Wamicide

10 Apr 2020

Say we have a m by n matrix (m > n), that is sorted by columns and also rows.

find whether an element exists in the matrix, in O(m + m log (n/m)) time.

Let (x,y) denote the element in the y'th index of the x'th array. or more simply

(x,y) = A[y][x]

1) for any element $(x,y) \in A$ the following must hold:

\[(x',y) \geq (x,y) \Leftrightarrow x' > x \]

likewise,

$$(x,y') \geq (x,y) \Leftrightarrow y' > y$$

Therefore it follows that given each array (row wise, col wise) is sorted you can say

$$(x,y) \geq (w,z), w \in {0...x-1} \land z \in {0...y-1}$$

So it must be possible to perform a 2d binary search over the 2d array.

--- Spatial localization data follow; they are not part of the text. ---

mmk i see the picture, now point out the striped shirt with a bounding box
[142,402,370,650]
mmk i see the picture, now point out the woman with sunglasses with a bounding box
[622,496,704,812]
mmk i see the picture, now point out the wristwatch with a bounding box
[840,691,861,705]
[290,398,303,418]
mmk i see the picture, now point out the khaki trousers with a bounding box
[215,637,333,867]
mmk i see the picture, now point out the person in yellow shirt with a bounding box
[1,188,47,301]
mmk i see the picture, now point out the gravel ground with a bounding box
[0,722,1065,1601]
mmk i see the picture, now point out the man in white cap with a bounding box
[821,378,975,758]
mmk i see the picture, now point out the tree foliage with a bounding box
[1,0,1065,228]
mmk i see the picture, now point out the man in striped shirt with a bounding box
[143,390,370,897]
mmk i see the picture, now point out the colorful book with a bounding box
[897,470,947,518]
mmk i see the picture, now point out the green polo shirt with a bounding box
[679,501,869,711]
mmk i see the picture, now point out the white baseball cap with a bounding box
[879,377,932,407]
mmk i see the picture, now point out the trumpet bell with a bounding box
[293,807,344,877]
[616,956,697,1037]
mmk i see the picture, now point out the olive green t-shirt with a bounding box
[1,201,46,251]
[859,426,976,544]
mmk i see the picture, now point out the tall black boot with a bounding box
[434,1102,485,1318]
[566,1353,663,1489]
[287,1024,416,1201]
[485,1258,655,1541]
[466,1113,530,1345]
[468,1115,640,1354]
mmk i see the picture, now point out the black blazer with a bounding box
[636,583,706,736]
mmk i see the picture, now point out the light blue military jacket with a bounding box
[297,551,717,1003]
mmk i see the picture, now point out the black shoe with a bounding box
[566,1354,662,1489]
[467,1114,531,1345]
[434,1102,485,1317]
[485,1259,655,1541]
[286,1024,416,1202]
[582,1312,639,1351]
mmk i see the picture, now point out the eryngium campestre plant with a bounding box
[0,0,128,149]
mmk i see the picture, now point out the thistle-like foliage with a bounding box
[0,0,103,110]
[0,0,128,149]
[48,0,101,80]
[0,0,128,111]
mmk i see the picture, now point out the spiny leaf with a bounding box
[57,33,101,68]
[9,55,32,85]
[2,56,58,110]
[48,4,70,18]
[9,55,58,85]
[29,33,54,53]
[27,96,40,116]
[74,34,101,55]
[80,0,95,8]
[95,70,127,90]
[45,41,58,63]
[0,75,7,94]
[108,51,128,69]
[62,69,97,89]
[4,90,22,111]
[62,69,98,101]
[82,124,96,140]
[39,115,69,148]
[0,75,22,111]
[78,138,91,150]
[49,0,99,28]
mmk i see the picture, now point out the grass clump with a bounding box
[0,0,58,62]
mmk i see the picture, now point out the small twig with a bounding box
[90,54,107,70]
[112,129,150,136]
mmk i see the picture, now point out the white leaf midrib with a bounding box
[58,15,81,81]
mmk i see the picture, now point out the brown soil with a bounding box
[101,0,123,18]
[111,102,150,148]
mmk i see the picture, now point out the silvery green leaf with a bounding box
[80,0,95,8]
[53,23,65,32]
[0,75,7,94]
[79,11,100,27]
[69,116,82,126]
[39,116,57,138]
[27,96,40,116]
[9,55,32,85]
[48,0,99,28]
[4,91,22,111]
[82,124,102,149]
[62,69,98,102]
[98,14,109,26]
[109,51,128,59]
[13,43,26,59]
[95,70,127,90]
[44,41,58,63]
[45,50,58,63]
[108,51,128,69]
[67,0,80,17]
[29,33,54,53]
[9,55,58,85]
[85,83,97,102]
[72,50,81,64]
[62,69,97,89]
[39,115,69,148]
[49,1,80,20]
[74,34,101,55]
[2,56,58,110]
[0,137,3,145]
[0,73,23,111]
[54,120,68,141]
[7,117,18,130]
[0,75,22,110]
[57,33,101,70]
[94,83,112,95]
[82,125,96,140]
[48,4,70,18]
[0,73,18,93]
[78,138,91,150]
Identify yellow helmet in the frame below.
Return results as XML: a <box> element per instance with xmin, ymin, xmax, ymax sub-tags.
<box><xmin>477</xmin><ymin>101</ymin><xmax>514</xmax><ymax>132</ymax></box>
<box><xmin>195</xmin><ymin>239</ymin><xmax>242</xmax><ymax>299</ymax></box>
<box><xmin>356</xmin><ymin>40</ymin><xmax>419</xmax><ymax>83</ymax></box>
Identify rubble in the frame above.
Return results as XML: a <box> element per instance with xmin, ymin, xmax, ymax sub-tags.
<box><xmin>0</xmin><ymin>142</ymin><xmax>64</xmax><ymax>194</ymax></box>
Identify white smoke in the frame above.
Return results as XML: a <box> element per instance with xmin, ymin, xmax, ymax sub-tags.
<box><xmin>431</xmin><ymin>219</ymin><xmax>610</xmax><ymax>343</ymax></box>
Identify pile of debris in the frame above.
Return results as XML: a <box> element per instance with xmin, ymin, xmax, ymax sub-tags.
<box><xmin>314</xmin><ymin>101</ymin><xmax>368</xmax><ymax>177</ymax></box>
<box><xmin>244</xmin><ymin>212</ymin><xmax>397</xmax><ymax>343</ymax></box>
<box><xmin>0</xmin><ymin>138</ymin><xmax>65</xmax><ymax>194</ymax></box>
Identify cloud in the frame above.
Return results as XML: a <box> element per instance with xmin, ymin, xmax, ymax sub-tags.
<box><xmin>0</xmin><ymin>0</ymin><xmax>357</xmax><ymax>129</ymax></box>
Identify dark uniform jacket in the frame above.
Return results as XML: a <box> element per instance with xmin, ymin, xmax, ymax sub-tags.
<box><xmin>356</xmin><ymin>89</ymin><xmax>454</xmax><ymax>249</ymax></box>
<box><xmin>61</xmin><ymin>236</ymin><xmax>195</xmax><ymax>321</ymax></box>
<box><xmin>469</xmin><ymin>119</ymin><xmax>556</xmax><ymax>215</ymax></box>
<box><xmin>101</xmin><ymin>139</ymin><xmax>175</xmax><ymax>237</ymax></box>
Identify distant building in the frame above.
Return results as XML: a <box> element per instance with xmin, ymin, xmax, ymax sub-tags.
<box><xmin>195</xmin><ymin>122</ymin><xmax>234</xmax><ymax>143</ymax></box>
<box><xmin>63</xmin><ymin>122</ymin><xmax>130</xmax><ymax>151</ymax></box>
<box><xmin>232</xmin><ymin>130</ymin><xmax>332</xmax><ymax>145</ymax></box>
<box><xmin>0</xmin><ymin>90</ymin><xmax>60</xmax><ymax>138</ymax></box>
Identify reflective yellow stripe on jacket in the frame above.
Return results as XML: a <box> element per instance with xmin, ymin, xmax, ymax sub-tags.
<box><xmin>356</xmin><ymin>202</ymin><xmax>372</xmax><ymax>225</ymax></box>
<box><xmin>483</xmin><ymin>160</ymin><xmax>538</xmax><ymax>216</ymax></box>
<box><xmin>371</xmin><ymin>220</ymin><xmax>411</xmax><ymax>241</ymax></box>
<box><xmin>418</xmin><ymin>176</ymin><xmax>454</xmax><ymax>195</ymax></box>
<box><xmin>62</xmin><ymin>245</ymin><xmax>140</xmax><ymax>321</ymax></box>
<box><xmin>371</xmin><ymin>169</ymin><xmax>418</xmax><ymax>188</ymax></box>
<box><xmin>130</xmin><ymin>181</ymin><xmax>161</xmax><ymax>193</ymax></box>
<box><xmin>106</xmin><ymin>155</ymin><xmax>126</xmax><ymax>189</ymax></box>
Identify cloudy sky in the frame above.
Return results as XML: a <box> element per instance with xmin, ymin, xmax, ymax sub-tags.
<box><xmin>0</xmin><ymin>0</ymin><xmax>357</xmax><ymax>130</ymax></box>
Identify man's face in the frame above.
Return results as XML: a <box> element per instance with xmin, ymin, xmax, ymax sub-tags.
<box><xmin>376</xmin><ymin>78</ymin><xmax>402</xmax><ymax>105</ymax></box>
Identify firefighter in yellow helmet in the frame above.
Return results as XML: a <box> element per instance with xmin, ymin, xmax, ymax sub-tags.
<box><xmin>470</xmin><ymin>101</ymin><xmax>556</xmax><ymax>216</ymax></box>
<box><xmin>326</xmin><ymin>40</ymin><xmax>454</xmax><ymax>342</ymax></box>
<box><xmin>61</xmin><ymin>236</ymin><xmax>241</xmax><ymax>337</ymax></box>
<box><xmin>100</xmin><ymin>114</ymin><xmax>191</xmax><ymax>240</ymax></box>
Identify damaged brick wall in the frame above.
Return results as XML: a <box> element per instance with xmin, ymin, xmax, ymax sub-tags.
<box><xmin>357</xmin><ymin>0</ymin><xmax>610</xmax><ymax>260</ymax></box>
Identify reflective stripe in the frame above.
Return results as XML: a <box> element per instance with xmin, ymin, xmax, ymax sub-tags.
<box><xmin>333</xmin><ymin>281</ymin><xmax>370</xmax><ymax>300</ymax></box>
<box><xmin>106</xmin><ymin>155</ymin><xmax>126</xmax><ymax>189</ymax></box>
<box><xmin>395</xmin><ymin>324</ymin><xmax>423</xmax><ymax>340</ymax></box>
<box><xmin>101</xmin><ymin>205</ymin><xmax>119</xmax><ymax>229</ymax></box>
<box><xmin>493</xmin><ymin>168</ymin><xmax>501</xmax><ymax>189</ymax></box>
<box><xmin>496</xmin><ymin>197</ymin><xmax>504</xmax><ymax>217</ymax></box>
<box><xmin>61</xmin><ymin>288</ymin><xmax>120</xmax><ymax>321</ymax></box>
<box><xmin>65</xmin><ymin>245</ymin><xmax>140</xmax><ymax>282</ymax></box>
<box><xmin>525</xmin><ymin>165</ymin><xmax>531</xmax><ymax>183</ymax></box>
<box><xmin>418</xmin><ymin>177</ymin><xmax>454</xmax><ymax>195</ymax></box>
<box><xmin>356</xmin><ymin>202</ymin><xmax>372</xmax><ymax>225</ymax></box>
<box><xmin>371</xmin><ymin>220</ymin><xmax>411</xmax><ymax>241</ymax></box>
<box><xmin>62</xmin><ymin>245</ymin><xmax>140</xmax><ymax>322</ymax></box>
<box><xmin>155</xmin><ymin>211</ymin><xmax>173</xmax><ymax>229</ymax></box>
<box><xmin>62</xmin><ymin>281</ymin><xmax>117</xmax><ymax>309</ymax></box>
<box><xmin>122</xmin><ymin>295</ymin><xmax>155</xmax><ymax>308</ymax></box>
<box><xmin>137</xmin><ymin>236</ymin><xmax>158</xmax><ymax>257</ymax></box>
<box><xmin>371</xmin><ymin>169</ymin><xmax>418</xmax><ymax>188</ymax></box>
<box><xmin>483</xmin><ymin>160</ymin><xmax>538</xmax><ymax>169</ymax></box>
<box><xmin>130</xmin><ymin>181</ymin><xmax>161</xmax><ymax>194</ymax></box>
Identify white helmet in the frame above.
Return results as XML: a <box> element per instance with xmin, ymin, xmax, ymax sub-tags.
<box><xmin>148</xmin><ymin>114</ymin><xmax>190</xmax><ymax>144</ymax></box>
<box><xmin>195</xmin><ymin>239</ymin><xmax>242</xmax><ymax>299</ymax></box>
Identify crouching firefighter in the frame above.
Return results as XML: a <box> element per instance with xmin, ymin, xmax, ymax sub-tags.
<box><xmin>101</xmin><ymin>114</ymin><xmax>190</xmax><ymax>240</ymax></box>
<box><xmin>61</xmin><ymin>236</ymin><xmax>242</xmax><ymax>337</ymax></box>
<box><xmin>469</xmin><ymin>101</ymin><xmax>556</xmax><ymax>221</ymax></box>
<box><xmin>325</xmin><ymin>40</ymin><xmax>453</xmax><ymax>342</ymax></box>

Lets pick the middle (row,col) - we have three situations could happen (just like normal bsearch).

Consider:

    10, 17, 18, 20, 28, 29, 30
    11, 19, 20,  X, 29, 34, 38
    15, 26, 26, 26, 32, 39, 40
    19, 31, 36, 37, 37, 41, 47

For Key > X

     _,  _,  _,  _, 28, 29, 30
     _,  _,  _,  _, 29, 34, 38
    15, 26, 26, 26, 32, 39, 40
    19, 31, 36, 37, 37, 41, 47

We can therefore ignore everything to the left and up. Resulting in three new sub-matrices of size (n/2 * m/2) each

$$(x \cdot {mid}, y \cdot {mid}+1) , (x \cdot {hi}, y \cdot {hi})$$

     _,  _,  _,  _,  _,  _,  _
     _,  _,  _,  _,  _,  _,  _
     _,  _,  _, 26, 32, 39, 40
     _,  _,  _, 37, 37, 41, 47

$$(x \cdot {lo}, y \cdot {mid}+1),(x \cdot {mid}-1, y \cdot {hi})$$

     _,  _,  _,  _,  _,  _,  _
     _,  _,  _,  _,  _,  _,  _
    15, 26, 26,  _,  _,  _,  _
    19, 31, 36,  _,  _,  _,  _

$$(x \cdot {mid}+1, y \cdot {lo}), (x \cdot {hi}, y \cdot {mid})$$

     _,  _,  _,  _, 28, 29, 30
     _,  _,  _,  _, 29, 34, 38
     _,  _,  _,  _,  _,  _, _
     _,  _,  _,  _,  _,  _, _

For Key < X, we can similarly ignore everything right and down. giving us:

    10, 17, 18, 20, 28, 29, 30
    11, 19, 20,  _,  _,  _,  _
    15, 26, 26,  _,  _,  _,  _
    19, 31, 36,  _,  _,  _,  _

$$(x \cdot {lo}, y\cdot {mid}+1),(x \cdot {mid}-1, y \cdot {hi})$$ $$(x \cdot {lo}, y \cdot {lo}), (x \cdot {mid}-1, y \cdot {mid})$$ $$(x \cdot {mid}, y \cdot {lo}), (x \cdot {hi}, y \cdot {mid}-1)$$

See the algorithm below

lo_i = lo_y = 0
hi_x = n-1, hi_y = m-1

bsearch2(A, key, lo_x, hi_x, lo_y, hi_y)

def bsearch2(A, key, lo_x, hi_x, lo_y, hi_y):
    if (lo_x > hi_x or lo_y > hi_y):
        return False
    mid_x = lo_x + (hi_x - lo_x) / 2
    mid_y = lo_y + (hi_y - lo_y) / 2
    mid_item = A[mid_y][mid_x]
    if (key == mid_item):
        return True
    if (key > mid_item):
        return bsearch2(A, mid_x, hi_x, mid_y+1, hi_y)         or
               bsearch2(A, key, lo_x, mid_x-1, mid_y+1, hi_y)  or
               bsearch2(A, key, mid_x+1, hi_x, lo_y, mid_y)
    if (key < mid_item):
        return bsearch2(A, key, lo_x, mid_x-1, mid_y+1, hi_y)  or
               bsearch2(A, key, mid_x, hi_x, lo_y, mid_y-1)    or
               bsearch2(A, key, lo_x, mid_x-1, lo_y, mid_y)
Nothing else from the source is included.